Мы остановились на даче у Цырена. Это был добротный дом, светлый просторный. Дыжидма – жена Цырена, накрыла стол. Водка, виски, домашние соленья, буузы, салаты. В доме пахло едой, стиральным порошком и сигаретами, что курили мои товарищи. Тот навязчивый запах сырого мяса, гниения и плесени покинул меня. Но едва я вошёл на кухню, кошка – Маруська выгнулась дугой, распушила хвост, зашипела, а затем убежала в неведанном мне направление. Ту же странность я заметил у хаски Айды, что бегала во дворе. Она сначала облаяла меня, а потом, скуля, забилась в конуру.

Странностью это было потому, что сколько я себя помню, все четвероногие твари меня любили. Кошки мурлыкали и ластились, собаки лизали руки и весело виляли хвостом, когда замечали меня. В части, я всегда подкармливал кутят, белок, птиц. С детства дома водились коты, псы, хомяки и прочая живность.

Серёга и Цырен уже опрокинули, пока я был в бане и теперь были навеселе. Они шумно и наперебой вспоминали наши армейские злоключения. Кто с кем дрался, как местные шалавы показывали свои прелести нам через забор, как Серёга весь день носил огромное полено, разукрашенное под сигарету, за то, что бросил бычок мимо мусорки. Мне налили штрафную, а затем снова наполнили запотевшую рюмку.

Я же отрешённо сидел, пялясь в одну точку и пытался сложить всё произошедшее со мной в одну картину. Жуткий до дрожи посёлок с его местными жителями, аварию, странное поведение Антона и то, что я видел или не видел ночью в лесу.

Я выпил рюмку, закусил каким-то салатом. Хоть мне и кусок в горло не лез, я понимал, что очень давно не ел и мне это просто необходимо.

– Ну, за встречу! – снова налил Цырен.

– Да погоди ты! Жека, рассказывай куда ты вообще пропал и как умудрился на газели перевернуться? – спросил Серёга.

Я начал сначала. Как доехал до Харагуна, а оттуда, автостопом добрался на станцию.

– Что-то я ни разу о такой не слышал. А я все местные деревушки и станции знаю. – с недоверием сказал Серёга.

– Я тоже не слышал.

– Бывшая Пролетарская. Переименовать – переименовали, а всё равно по-старому называют. Глухомань в районе Романовки. Давно. Точно. Два года назад ещё отправили туда бригаду ЛЭП чинить. Бригада из пяти мужиков. Те на связь перестали выходить, а начальник подумал, что загуляли ребята. Когда жёны тревогу забили, послали туда ещё бригаду да в розыск объявили. УАЗик нашли в лесу на болоте. Ни повреждений, ни коцок. Только аккумулятор в ноль сдох. Инструменты на месте, а бригады нет. Искали их с вертолётами и собаками. Ничего не нашли. Спасательную группу одну потеряли. Нашли спустя двое суток. Машина у них так же встала с аккумом. Командир отряда, бывший майор каких-то спецслужб, на пенсии, старик матёрый помер он инфаркта. Парни его на руках несли через лес. Сам я не видел, но знакомые говорили, что молодые пацаны оттуда седыми вернулись.

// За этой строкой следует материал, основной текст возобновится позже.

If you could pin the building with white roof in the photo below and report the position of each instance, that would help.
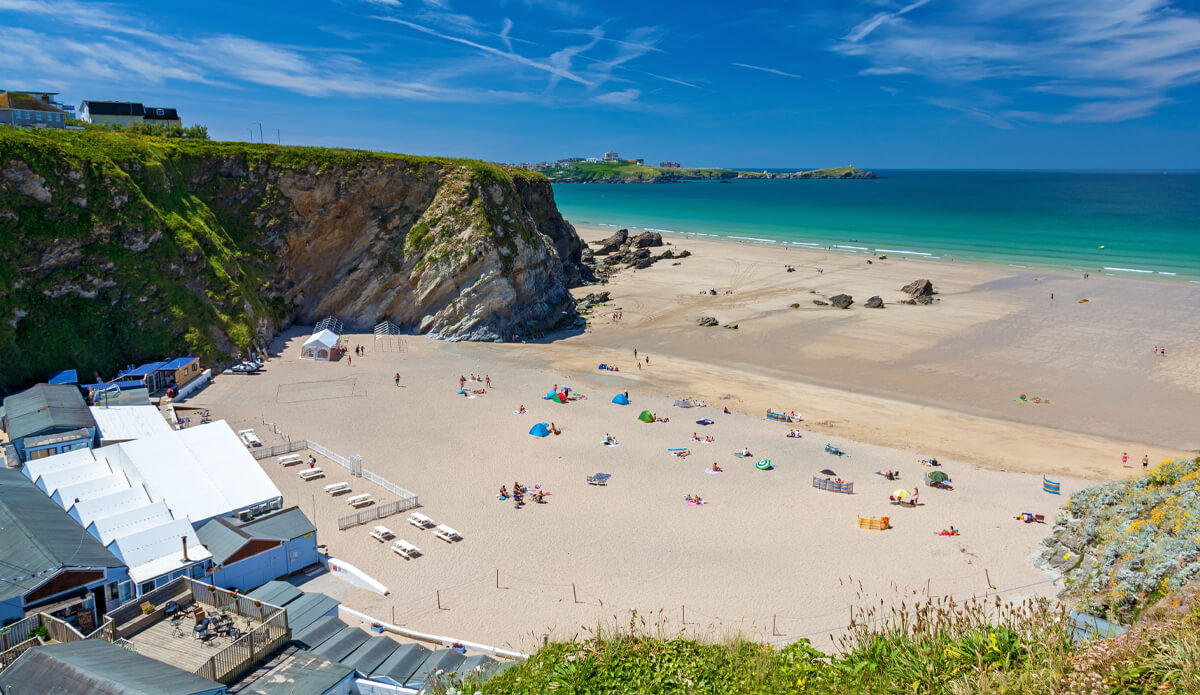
(130, 521)
(168, 550)
(141, 497)
(115, 424)
(88, 510)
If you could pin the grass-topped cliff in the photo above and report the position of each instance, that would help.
(118, 247)
(635, 173)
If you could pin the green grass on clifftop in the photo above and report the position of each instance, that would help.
(149, 246)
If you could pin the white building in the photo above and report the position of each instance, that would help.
(143, 497)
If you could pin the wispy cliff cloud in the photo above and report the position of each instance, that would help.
(1120, 59)
(761, 69)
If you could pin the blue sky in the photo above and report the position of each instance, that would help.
(876, 83)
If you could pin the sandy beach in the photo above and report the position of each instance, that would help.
(767, 555)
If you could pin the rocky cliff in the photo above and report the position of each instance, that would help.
(117, 249)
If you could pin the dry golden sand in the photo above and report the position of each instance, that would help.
(767, 547)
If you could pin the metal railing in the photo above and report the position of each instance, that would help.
(228, 664)
(375, 511)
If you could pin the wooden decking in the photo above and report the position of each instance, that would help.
(181, 647)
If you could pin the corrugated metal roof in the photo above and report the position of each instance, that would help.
(283, 525)
(277, 593)
(303, 672)
(309, 609)
(371, 654)
(64, 377)
(37, 537)
(43, 408)
(315, 634)
(96, 667)
(221, 539)
(341, 645)
(401, 665)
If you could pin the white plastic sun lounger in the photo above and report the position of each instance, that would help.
(420, 521)
(447, 533)
(360, 499)
(405, 549)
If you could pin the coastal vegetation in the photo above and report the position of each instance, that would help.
(1132, 546)
(123, 246)
(628, 172)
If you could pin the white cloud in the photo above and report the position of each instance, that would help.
(1120, 59)
(771, 70)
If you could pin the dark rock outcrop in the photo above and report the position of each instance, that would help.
(918, 288)
(841, 300)
(208, 249)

– Мужики, – прервал нас Серёга показывая экран своего телефона. – Такого места на карте даже нет. Ты может курнул чего в поезде? Вот тебе эти аборигены и лес привиделись. А?

– Я не курил! Не нюхал! И не пил! Почти не пил. К тому же, там остался один мой знакомый.

– Хуйня какая. – вздохнул Серёга и мы ещё раз выпили.

Весёлой беседы и воспоминаний не выходило. Рассказ Цырена о пропавшей бригаде и спасательной группе, навёл всех нас на угрюмые думы и воспоминания. Собака окончательно взбесилась. Она то выла, то лаяла, то скулила как побитая, но не переступала порога кухни, как бы мои товарищи не пытались приманить её колбасой или кусочком мяса.

– Айда! Айда! Ты чего сегодня? На улицу хочешь? Она обычно добрая. С детьми играет. Айда! Ко мне! Сюда, девочка! Давай, моя!

– А как я приехал, так она сама не своя. Я знаю, что это она на меня так реагирует.

– Животные не добрых людей чувствуют. И не людей, – на кухню вошла Дыжидма. – А хаски особенно. Они ездовые не только потому, что выносливые и холодов не боятся. А чтобы если дорогу заметёт или сам человек заблудиться, не завести его к хищникам. Или кому похуже.

– Ну Жека то точно не волк и не медведь! А кто похуже? Сказки не рассказывай! Лучше огурцов ещё принеси!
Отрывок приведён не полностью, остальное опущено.